Belajar Ke-Indonesia-an, Pergilah ke Belanda

ittifaqiah.ac.id_Leiden; Mengusung misi jalin kerjasama dan peluang beasiswa bagi santri dan mahasiswa Institut Agama Islam Al-Quran Al-Ittifaqiah di negeri kincir angin. Pimpinan bersama Atase Pendidikan dan Kebudayaan Indonesia untuk Belanda berkunjung ke universitas tertua di eropa Universitas Leiden.

Bukan hanya tertua, universitas yang didirikan pada tahun 1575 oleh Pangeran Willem van Oranje terkenal dengan perpustakaannya.

Jendela Indonesia ada di belanda, begitu beberapa akademisi dan sejarawan menyebut perpustakaan Leiden. Bukan tanpa alasan karena diperpustakaan yang berusia lebih 434 ini punya banyak koleksi tentang Indonesia. Koleksi manuskrip kunonya bahkan lebih banyak ketimbang yang dimiliki Perpustakan Nasional Republik Indonesia.

Perpustakaan yang mulai dibuka sejak 31 Oktober 1587 ini, menyimpan banyak koleksi. Terdapat 26 ribu manuskrip kuno tentang Indonesia ada di Universitas Leiden. Sementara Perpustakaan Nasional sendiri hanya mengoleksi 10,3 ribu manuskrip kuno. Tak sampai separuh dari yang dimiliki perpustakaan Leiden.

“Kalau mau mengenal Indonesia, orang Belanda tidak perlu ke Asia, cukup hanya ke perpustakaan Leiden. Ini bukti nyata begitu pentingnya dokumentasi dan administrasi. Kalau begini jadinya terbalik, orang Indonesia harus ke Belanda kalau mau belajar tentang Indonesia”, tulis Mudir.

Pasca universitas Leidin, Atikbud KBRI kembali mengajak rombongan menuju Mahkamah Internasional/International Court of Justice.

Mahkamah Internasional adalah sebuah badan kehakiman utama Perserikatan Bangsa-Bangsa.
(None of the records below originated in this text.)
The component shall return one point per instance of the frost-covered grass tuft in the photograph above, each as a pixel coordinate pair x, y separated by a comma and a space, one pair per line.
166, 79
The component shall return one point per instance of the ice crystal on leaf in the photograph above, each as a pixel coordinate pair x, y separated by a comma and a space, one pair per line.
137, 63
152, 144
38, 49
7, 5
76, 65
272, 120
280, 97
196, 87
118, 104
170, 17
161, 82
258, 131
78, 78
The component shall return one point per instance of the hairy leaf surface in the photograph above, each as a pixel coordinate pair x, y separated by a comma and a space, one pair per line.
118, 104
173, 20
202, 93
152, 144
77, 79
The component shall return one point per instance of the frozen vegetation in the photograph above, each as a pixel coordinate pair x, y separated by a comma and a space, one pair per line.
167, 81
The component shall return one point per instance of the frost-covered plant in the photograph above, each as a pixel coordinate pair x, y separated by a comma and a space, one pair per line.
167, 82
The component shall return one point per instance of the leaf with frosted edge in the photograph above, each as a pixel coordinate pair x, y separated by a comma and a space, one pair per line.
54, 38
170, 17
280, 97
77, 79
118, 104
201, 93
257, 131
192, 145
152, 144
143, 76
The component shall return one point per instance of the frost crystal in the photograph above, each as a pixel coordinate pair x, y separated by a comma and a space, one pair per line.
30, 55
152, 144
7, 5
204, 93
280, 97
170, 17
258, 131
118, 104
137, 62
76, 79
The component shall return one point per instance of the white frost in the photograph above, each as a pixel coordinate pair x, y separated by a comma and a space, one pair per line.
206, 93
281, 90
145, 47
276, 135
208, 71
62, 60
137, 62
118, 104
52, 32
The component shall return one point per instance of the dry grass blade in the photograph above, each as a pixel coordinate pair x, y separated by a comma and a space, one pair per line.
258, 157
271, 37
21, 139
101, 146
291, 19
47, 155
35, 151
Fungsi utama Mahkamah ini adalah untuk mengadili dan menyelesaikan sengketa antar negara-negara anggota dan memberikan pendapat-pendapat bersifat nasihat kepada organ-organ resmi dan badan khusus PBB.

Beranggotakan lima belas orang hakim yang menjabat selama sembilan tahun dan dipilih oleh Majelis Umum dan Dewan Keamanan. Lembaga peradilan Internasional ini didirikan pada tahun 1945 dan Mahkamah ini bersidang di Istana Perdamaian.

Walau terdapat beberapa kasus kejahatan luar biasa seperti genosida dan kejahatan perang lainnya. Mahkamah ini lebih didominasi pada penyelesaian kasus sengketa tapal badan sebuah negara.

Mahkamah ini kembali mengingatkan kita pada sengketa pulau Ligitan dan pulau Sipadan pada 1998 antara Indonesia dan Malaysia. Tahun 2002 Indonesia harus mengikhlaskan kepemilikan dua pulau tersebut berdasarkan hasil putusan hakim mahkamah ini.